Modelling and Inversion of Fluorescent Data in Optical Projection Tomography

Abstract

Optical projection tomography (OPT) is a biomedical imaging technique that uses visible and near-infrared light to investigate the spatial distribution and shapes of objects contained in a sample. It bears close resemblance to the better known X-ray computed tomography used in medical applications as well. The OPT imaging methods come in roughly two varieties: the transmission and fluorescent modes. This thesis focuses on developing a forward model for measurement data generation in the latter case. Additionally the inversion of the model using an iterative approach is discussed.

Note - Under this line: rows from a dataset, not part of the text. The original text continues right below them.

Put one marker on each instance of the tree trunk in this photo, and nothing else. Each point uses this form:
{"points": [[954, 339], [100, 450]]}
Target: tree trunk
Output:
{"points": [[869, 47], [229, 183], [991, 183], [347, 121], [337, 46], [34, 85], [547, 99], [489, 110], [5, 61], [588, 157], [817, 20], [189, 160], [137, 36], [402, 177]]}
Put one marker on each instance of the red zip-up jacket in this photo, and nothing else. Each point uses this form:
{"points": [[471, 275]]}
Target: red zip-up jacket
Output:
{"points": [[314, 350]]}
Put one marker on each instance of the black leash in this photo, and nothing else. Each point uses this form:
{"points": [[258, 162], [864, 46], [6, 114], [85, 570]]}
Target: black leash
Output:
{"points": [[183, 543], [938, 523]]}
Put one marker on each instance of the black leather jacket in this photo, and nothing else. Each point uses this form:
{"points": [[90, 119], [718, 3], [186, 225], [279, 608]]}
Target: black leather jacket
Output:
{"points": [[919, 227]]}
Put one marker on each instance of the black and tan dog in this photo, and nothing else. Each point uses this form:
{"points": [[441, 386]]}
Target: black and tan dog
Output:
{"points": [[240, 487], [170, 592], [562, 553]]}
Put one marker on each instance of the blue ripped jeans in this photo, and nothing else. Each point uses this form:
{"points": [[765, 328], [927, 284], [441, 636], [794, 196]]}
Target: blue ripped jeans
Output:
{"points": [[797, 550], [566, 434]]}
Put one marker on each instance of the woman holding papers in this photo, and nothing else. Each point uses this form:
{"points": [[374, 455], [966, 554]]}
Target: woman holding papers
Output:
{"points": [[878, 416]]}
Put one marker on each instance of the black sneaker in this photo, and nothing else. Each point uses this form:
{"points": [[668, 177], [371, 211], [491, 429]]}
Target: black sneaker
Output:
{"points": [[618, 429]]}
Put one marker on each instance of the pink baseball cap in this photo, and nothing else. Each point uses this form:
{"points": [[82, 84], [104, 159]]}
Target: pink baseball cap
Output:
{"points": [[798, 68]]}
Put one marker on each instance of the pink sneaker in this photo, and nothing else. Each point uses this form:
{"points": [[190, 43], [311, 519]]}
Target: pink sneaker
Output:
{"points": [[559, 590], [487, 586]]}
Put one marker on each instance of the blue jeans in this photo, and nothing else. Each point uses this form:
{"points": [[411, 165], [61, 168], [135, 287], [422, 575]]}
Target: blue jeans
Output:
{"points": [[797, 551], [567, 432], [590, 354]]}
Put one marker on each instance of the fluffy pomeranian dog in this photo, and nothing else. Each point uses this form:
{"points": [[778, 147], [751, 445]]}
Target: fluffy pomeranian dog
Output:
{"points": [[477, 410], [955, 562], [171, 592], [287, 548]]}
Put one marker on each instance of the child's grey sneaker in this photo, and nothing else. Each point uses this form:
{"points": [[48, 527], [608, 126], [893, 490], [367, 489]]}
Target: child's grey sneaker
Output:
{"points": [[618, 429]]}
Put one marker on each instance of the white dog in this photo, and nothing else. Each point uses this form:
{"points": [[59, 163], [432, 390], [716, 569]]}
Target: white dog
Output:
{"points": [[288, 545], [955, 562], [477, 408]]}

The presented model is based on the generalisation of the Radon transform. While the attenuation of electromagnetic radiation is satisfactorily described by the simple Radon transform, the fluorescent case relies on a type of attenuated Radon transform. The object of interest in fluorescent OPT is the emission function describing the locations and strengths of fluorescent sources within the sample, whereas the attenuation function central to transmission mode is more of a parameter to the model. For these reasons the inversion of these models differ from each other.

The transmission mode OPT can be inverted using the filtered backprojection method, perhaps the most popular technique in applications. The different forward model, however, implies that this is not sufficient in the fluorescent case. Following earlier work in the context of X-ray fluorescent computed tomography, an iterative inversion procedure is varied by the application of attenuation recovery and relaxation and the methods are compared in numerical experiments. Using both techniques results in significant improvements in the reconstruction mean squared error compared to the backprojection and other variations of the iterative method.